Council has endorsed a tree planting master plan that aims to plant about 11,800 trees by 2035 and a 10-year plan for where those trees will go.
“This is a 10-year master plan,” said Erika Mashig, the city’s manager of arboriculture, horticulture, parks and open space planning. “It is a key action within the urban forest management strategy, which provides strategic framework for how we are going to grow our citywide urban forest canopy cover from 18 per cent to 27 per cent, which is the average for a North American city. We are a bit behind on that one.”
Amelia Needoba, a principal and senior forester with Diamond Head Consulting, said the city aims to accomplish that “ambitious” target with plantings of 2,200 new trees on city-owned park and civic lands, 6,300 new street trees and 3,300 new trees on private land.
In addition to supporting the targets of the urban forest management strategy that was developed in 2016, Needoba said the tree planting master plan responds to a climate emergency resolution adopted by the city this year.
As part of the plan, the city is aiming to plant up to 500 new trees annually on city streets and boulevards.
“This is requiring all-hands-on-deck to implement this tree planting this fall,” Mashig said. “There will be… a shared kind of work plan where engineering operations, horticultural staff, auxiliary labourers are shifting in and out of tree planting certain days of the week to achieve what this plan is setting out to do.”
The master plan includes a tree-planting schedule that identifies high-priority areas (years one to three), moderate-priority areas (years four to six) and low-priority areas (years seven to 10.)
“We wanted to identify places where trees could be planted now, places where residents had requested replacement trees or places where development has resulted in a tree-planting plan. Those opportunities were all incorporated into this,” Needoba said. “In the later years we have streets that might still be a high priority, however there are some issues where we may need extended community engagement or consultation to resolve some of the tree-planting plans for those streets.”
Planting Area A is Queensborough, where the current tree canopy is six per cent, and Planting Area B is the Brow of the Hill/Downtown, where there is a 10 per cent canopy cover. Planting Area C (Massey Victory Heights, McBride, Sapperton and Brunette) has a 19 per cent tree canopy, while Planting Area D (Connaught Heights, the West End, Moody Park, Glenbrook North and Queen’s Park) has the city’s highest tree canopy cover at 21 per cent.
Needoba said the master plan is focused on plantable spaces as they exist presently. She said the number of planting locations in the downtown is restricted by the “high impermeability” of the urban neighbourhood.
“l think it does a very good job of prioritizing the areas that do need the most trees,” Mayor Jonathan Cote said of the plan. “I think particularly the Brow of the Hill and Queensborough are two areas we intuitively knew at the very beginning were areas of focus where we definitely wanted to see significant increases in the urban forest.”

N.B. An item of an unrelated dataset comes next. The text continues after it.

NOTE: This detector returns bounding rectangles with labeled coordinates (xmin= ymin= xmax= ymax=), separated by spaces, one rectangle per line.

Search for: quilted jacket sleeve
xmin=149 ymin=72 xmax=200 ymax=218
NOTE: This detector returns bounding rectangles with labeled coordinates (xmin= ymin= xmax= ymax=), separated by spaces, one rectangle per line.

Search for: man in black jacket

While there are challenges with planting in the downtown, Cote said he’d like the city to consider how to make that happen in the future.
“I did note that Portland, even in their very urban areas, they tended to actually do a very good job with their urban forest and street trees. I am not sure what strategies they put in place to be able to do that but I think of our high-density neighbourhoods, one of the areas that makes that kind of living a little bit more livable is street trees. I really do think we need to challenge ourselves in that regard. But overall, this provides a really good roadmap and gives us a good starting point to be able to really get to work.”
In addition to planting more trees, the city will also consider how to build community stewardship programs, which could include initiatives like adopt-a-tree where residents help with watering program. Educational workshops may be offered to help the public better understand the importance of trees and why the city is doing a mass planting over the next decade.
“The trees that we plant today are really cultivating an urban forest for our next generation,” Needoba said. “While this is a plan for planting trees for 10 years, its focus is really on trying to put trees in the ground so they’ll be there in 100 years and creating that legacy.”